Selon la Cour européenne, en effet, « il convient de rappeler que, conformément aux considérants 2, 5 et 6 du règlement n° 1889/2005, celui-ci vise à prévenir, à dissuader et à éviter l’introduction du produit d’activités illicites dans le système financier ainsi que l’investissement de ce produit une fois blanchi par la mise en place, notamment, d’un principe de déclaration obligatoire des mouvements d’argent liquide entrant ou sortant de l’Union, permettant de collecter des informations sur ceux-ci ».

On peut tout de même s’interroger sur cette motivation : comment les sommes d’argent pouvaient-elles introduites dans le système financier européen et être investies, une fois blanchies, sur le territoire de l’UE alors que le détenteur de ces sommes devait nécessairement rester en zone internationale de transit pour ensuite quitter le territoire de l’UE ?

On notera pour l’anecdote que le Conseil d’Etat avait jugé, certes dans une décision ancienne du 27 janvier 1984 (CE., 27 janvier 1984, Eksir, Recueil, 1984, p. 30 ; R.D.P., 1984, p. 801, note Robert) qu’une zone internationale de transit était une zone extraterritoriale.

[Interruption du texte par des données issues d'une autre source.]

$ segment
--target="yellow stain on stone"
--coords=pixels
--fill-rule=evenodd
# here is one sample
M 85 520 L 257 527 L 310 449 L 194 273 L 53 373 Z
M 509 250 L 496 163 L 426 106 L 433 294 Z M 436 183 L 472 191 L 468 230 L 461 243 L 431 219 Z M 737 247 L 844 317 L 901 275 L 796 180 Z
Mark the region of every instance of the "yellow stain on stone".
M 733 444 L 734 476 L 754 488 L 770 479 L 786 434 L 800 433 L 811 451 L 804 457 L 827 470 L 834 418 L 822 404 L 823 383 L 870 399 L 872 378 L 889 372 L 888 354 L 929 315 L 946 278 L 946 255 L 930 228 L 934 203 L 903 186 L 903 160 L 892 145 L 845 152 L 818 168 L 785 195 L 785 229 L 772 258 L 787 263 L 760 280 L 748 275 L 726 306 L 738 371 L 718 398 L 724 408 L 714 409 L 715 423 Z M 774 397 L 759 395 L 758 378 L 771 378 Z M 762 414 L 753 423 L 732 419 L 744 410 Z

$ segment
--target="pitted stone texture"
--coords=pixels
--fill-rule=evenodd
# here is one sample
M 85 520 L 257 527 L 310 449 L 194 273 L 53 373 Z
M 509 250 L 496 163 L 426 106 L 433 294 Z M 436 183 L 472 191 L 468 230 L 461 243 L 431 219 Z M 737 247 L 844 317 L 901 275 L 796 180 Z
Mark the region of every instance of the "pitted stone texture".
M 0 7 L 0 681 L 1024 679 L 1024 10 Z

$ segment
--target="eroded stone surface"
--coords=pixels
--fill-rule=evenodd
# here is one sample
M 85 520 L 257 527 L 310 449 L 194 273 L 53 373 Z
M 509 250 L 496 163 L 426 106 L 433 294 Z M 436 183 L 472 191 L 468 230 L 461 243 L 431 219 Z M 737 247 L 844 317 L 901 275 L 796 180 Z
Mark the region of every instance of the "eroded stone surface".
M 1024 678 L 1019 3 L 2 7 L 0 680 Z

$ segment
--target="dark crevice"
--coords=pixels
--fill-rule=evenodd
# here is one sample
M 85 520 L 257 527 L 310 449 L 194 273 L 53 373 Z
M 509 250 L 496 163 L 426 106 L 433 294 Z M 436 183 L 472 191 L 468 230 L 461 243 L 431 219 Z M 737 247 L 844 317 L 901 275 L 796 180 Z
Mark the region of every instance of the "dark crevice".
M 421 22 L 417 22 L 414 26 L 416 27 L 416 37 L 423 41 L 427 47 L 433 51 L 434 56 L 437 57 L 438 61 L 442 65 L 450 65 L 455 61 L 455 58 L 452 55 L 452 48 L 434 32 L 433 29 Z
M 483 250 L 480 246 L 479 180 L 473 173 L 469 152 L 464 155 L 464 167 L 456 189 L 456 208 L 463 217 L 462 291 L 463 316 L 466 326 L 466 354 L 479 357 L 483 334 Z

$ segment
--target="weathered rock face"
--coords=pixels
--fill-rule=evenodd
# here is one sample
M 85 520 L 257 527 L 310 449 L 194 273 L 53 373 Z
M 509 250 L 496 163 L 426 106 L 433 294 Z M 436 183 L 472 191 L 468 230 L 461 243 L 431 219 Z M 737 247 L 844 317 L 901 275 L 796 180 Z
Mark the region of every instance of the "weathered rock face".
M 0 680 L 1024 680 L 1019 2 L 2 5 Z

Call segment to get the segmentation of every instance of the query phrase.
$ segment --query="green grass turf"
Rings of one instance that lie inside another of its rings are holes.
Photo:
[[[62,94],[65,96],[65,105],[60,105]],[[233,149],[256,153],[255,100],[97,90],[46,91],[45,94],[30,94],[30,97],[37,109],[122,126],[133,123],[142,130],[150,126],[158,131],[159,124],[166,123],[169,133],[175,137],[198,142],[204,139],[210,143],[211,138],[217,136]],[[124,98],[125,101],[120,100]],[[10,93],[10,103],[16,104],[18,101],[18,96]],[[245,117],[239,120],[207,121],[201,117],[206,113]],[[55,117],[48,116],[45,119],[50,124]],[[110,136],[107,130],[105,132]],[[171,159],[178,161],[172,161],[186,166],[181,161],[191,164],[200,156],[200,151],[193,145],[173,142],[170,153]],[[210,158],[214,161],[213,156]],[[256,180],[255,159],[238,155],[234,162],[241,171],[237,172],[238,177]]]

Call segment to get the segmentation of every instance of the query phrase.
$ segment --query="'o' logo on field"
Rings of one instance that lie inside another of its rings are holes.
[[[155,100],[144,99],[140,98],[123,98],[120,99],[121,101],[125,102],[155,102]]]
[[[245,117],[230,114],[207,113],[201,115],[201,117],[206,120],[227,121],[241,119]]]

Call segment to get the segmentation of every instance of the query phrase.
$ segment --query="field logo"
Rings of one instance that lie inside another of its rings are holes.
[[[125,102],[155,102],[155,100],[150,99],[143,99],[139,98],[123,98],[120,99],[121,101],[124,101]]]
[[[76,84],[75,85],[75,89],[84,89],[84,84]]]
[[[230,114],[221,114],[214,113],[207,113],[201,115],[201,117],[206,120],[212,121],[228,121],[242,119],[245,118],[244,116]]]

Dans cette affaire, le ministre de l'Intérieur avait refusé l'entrée du territoire français à trois étrangers (iraniens) et le Tribunal administratif de Paris rejeta la demande de sursis à exécution formée contre le refus ministériel. Le Conseil d'Etat confirma la solution des premiers juges en soulignant que la décision de refus d'entrée n'entraînait aucune modification dans la situation de droit ou de fait des intéressés telle qu'elle se présentait au moment où les décisions avaient été prises. Les ressortissants étrangers n’étaient en effet pas entrés sur le territoire français car ils avaient été maintenus, lors de l'édiction de la décision refusant leur entrée en France, dans la zone d’attente des locaux de l'aéroport de Paris (arrêt également cité dans le rapport d’information n° 1776 du 24 juin 2009 de l’Assemblée Nationale, p. 10).